The djinn set us down carefully next to a palanquin at the edge of the steppe. Zivar was waiting, a faint smile on her face. “Did my aerika serve you well? One doesn’t seem to have returned.”

Of course, I realized. The one that pulled me away from Kyros had been sent by Zivar. She’d sent both her djinni to help us.

“Your djinni saved our lives,” I said. “What did you tell them to do? Surely you didn’t know Kyros would try to push me through the gate before it closed?”

“I told them to go, and serve you as well as they could. I’m pleased to hear that was sufficient. Kyros tried to push you through? Why?

“Someone must have been whispering in his ear. That djinn that helped us find Kyros, back in the Koryphe—it was probably her.”

I had been burned by Kyros’s spell-chain, and Zivar gave me cold water to soothe it. She’d bought food somewhere, and so we had dinner, then lay in the grass.

“Where now?” Tamar asked.

“Home,” I said.

“That doesn’t really answer my question,” she said.

“Home is where my sister is,” I said. “And the Alashi are her people.”

Alibek was silent. Tamar sat up and looked at him. “Alibek?” she asked.

He gave her a very faint smile. “Home is where your feet are,” he said. I wasn’t sure why, but this made her blush, and also seemed to please her.

“Zivar?” I asked. “Do you still want to join the Alashi?”

“Do you think they’ll have me?” she said.

“Yes,” I said, though in all honesty I wasn’t sure.

“I might as well go back with you,” she said. “The Sisterhood of Weavers would be delighted to see me, but not for any reasons that would be good for my health.”

 

Zivar used the palanquin to take us very close to where the Alashi were camped, though not all the way, for obvious reasons. We were a few hours’ walk from the camp of an Alashi clan when she had the djinn put us down; I saw her glance at me when she tucked the spell-chain under her clothes.

When we reached the clan, the elder present remembered Tamar and Alibek from the spring. He heard Zivar’s story, and the rest of ours, and ceremonially presented Zivar with a blue bead. This clan had heard stories of the river’s return, but they hadn’t seen the river yet themselves. The elder sent riders to escort us to the eldress of all the clans, since she needed to hear our story and Tamar and Alibek’s report.

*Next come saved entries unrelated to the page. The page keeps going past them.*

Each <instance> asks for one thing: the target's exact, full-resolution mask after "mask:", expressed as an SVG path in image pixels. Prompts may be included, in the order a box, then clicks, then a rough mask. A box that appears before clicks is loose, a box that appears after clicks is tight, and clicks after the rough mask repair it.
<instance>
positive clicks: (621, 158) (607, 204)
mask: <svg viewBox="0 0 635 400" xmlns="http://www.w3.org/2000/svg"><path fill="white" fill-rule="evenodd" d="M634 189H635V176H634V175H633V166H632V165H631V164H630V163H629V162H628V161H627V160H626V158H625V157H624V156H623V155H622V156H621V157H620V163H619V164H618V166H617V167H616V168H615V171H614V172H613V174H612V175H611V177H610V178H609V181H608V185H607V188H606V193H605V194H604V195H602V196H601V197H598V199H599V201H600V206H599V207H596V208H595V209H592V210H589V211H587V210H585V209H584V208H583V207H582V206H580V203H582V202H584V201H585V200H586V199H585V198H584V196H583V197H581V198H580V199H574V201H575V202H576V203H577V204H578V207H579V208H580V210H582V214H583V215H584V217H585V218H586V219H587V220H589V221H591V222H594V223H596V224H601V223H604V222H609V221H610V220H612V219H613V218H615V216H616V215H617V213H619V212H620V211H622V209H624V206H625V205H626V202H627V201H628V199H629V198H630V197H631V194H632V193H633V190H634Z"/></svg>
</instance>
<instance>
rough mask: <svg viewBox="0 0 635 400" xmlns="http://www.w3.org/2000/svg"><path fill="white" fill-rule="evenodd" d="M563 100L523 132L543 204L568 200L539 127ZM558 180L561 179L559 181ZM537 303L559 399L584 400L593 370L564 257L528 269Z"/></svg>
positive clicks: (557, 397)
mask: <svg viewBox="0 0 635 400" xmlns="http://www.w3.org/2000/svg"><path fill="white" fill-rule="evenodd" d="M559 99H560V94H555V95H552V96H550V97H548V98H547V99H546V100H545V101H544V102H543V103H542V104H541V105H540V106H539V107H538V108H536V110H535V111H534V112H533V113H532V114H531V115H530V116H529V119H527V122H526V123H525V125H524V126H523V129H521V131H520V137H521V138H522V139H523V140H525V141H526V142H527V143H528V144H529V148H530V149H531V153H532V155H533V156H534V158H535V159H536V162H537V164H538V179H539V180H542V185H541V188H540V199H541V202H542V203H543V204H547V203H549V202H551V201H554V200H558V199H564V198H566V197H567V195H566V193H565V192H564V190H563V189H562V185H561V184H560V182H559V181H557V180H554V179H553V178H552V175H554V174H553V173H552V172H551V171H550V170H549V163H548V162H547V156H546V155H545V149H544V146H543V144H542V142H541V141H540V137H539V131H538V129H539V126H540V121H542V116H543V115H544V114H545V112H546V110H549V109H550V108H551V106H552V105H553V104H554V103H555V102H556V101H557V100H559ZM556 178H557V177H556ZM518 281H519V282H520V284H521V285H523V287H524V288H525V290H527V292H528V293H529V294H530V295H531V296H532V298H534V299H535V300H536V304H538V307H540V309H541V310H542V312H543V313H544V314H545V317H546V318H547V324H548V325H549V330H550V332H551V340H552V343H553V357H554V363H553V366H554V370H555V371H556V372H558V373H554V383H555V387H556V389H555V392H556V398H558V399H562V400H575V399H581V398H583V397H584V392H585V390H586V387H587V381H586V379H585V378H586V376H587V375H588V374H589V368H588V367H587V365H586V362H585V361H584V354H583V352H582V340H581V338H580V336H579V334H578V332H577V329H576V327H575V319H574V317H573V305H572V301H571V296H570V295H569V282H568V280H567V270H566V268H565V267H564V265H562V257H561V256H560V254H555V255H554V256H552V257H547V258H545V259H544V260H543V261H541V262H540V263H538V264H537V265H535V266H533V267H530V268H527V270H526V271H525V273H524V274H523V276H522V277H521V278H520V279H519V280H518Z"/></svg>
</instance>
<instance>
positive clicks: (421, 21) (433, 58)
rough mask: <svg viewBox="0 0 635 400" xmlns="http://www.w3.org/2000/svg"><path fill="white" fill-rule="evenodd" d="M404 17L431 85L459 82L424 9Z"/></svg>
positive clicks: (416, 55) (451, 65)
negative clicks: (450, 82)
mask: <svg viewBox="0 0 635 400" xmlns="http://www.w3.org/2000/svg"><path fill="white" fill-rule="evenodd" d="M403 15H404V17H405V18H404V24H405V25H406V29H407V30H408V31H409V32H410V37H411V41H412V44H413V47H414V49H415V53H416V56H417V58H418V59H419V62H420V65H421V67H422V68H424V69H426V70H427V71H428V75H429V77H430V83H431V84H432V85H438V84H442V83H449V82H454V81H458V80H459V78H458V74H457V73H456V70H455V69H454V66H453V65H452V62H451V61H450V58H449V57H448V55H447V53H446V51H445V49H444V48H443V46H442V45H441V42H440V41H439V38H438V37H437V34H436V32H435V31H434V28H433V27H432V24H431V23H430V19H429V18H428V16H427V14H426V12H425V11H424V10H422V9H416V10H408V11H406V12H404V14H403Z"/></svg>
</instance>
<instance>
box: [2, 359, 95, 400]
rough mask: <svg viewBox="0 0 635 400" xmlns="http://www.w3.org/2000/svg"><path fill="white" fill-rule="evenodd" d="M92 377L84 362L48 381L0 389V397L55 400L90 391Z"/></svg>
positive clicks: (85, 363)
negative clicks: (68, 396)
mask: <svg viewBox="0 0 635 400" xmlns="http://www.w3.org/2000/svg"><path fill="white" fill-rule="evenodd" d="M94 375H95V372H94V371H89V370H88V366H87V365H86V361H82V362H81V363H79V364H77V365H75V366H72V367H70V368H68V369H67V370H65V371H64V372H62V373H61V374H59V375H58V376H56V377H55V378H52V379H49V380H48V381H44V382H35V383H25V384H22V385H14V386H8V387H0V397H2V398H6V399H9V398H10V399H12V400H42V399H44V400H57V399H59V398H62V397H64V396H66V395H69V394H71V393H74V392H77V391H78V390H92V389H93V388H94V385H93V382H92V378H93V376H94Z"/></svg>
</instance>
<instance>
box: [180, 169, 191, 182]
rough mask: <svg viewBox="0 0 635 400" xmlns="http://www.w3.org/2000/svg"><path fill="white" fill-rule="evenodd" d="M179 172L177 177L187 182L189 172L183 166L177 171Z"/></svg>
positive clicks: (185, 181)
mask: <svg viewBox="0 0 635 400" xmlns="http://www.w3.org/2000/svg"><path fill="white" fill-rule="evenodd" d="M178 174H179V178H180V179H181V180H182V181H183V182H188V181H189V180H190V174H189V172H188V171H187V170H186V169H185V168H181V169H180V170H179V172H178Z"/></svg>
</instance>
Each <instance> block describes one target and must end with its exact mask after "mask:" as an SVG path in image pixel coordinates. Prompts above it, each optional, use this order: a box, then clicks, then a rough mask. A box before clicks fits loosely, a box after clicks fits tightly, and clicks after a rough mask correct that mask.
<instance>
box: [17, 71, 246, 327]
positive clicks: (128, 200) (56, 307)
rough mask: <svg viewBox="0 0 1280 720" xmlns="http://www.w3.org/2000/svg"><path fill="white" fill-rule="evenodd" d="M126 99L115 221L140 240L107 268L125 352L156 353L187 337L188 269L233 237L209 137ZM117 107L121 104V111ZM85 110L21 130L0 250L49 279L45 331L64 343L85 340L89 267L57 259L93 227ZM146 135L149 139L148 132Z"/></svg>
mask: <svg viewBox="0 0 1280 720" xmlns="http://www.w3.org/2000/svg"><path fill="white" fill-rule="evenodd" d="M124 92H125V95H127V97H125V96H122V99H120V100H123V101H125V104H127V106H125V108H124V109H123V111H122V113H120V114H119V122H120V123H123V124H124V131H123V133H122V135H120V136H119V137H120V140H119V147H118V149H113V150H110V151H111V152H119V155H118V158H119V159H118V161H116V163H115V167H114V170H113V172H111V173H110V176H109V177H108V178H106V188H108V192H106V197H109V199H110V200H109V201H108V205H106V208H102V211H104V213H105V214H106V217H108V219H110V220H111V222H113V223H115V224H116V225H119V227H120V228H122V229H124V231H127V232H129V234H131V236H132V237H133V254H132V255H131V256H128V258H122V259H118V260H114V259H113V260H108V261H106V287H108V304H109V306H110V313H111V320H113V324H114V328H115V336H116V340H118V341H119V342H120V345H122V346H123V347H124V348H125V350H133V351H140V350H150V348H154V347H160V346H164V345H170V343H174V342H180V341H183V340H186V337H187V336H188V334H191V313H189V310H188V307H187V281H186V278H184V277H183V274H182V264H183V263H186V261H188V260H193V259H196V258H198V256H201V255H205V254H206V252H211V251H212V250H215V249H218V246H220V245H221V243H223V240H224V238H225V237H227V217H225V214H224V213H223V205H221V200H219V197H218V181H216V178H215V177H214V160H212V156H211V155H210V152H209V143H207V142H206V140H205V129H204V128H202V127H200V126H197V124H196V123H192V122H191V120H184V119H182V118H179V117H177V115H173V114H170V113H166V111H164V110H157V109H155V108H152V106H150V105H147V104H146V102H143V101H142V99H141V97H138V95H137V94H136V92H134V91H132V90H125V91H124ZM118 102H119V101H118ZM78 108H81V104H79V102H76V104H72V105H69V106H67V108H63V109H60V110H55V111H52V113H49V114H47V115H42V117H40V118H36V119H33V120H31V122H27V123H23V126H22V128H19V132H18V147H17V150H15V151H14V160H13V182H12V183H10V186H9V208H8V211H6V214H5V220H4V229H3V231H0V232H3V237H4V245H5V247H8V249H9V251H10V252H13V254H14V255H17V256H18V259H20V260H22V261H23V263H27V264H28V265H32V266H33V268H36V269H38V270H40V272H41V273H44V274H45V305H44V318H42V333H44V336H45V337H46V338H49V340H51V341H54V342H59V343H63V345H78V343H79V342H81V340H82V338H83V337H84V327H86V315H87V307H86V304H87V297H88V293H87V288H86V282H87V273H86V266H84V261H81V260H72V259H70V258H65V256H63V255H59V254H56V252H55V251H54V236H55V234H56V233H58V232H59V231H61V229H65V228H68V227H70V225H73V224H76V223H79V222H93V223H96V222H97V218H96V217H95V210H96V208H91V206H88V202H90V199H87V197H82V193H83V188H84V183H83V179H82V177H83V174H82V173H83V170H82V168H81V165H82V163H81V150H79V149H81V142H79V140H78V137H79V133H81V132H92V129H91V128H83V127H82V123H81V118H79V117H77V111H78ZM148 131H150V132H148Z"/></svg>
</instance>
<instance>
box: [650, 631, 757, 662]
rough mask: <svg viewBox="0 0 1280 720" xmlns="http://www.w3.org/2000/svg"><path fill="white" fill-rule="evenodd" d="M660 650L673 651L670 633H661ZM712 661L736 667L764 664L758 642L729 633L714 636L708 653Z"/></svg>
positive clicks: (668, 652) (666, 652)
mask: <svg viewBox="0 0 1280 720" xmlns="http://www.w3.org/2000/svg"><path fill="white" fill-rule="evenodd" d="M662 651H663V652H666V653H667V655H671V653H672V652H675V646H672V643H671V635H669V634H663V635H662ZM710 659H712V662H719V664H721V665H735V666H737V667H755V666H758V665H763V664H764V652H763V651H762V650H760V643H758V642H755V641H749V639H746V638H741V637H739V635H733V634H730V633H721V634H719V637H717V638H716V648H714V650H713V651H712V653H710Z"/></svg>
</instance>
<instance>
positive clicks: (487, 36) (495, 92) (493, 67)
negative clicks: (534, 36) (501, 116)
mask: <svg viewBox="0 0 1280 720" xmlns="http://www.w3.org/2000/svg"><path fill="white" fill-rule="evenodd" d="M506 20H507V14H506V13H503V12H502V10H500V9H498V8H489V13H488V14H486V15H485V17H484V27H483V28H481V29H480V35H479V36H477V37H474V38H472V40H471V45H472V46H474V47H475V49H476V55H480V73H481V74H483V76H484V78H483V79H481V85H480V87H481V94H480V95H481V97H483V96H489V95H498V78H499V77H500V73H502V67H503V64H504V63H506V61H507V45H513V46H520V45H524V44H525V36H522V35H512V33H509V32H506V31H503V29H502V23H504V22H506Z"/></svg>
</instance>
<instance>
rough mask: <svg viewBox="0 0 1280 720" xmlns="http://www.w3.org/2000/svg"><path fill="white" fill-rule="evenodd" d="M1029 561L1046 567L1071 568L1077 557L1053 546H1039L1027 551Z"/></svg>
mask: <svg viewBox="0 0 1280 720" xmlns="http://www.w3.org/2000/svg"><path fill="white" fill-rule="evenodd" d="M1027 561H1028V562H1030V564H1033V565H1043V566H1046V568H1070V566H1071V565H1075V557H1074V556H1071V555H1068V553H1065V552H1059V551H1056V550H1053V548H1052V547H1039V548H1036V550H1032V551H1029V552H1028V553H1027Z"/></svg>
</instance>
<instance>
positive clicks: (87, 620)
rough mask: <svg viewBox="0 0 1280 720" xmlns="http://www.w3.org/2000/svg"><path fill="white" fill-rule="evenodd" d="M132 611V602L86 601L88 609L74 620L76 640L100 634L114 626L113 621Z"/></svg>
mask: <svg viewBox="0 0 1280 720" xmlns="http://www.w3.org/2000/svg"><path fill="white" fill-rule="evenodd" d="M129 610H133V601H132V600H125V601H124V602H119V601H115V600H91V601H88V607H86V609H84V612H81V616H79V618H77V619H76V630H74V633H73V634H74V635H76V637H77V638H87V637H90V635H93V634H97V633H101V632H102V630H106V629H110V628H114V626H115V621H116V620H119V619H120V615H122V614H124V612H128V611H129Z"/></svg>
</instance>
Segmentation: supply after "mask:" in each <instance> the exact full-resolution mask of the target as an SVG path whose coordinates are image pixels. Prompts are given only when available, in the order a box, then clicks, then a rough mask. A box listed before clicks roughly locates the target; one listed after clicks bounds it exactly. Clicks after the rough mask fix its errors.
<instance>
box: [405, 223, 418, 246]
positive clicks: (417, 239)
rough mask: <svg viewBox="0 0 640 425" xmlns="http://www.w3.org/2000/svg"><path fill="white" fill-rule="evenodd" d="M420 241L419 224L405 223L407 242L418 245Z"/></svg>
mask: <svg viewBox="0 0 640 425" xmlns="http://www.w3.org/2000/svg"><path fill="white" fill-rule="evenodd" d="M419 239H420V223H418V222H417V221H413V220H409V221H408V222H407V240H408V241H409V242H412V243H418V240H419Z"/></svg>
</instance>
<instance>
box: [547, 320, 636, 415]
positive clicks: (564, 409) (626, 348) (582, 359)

Zivar was uncomfortable on horseback, and I walked beside her to keep her company. “Lauria,” she said. “The elder saw my spell-chain—I know he did. So the Alashi are willing to take me with my spell-chain?”

“Yes,” I said.

“Are you?”

“What do you mean?”

She took my hand, and spun me to face her. “I think you know what I mean.”

“Zivar…I guess I’d have to think about it. It’s a slave. I don’t like to keep slaves—though I have to admit that I kept Kyros’s for a bit because I knew I would need it. I’m not going to tell you what to do. It’s not as if you can make another spell-chain if you destroy this one.”

“All I wanted, once, was to be free,” she said. “But I lived a long way from the steppe. I couldn’t imagine getting that far on my own…”

“You’re free now,” I said.

“Yes,” she said. But I wasn’t sure she believed it.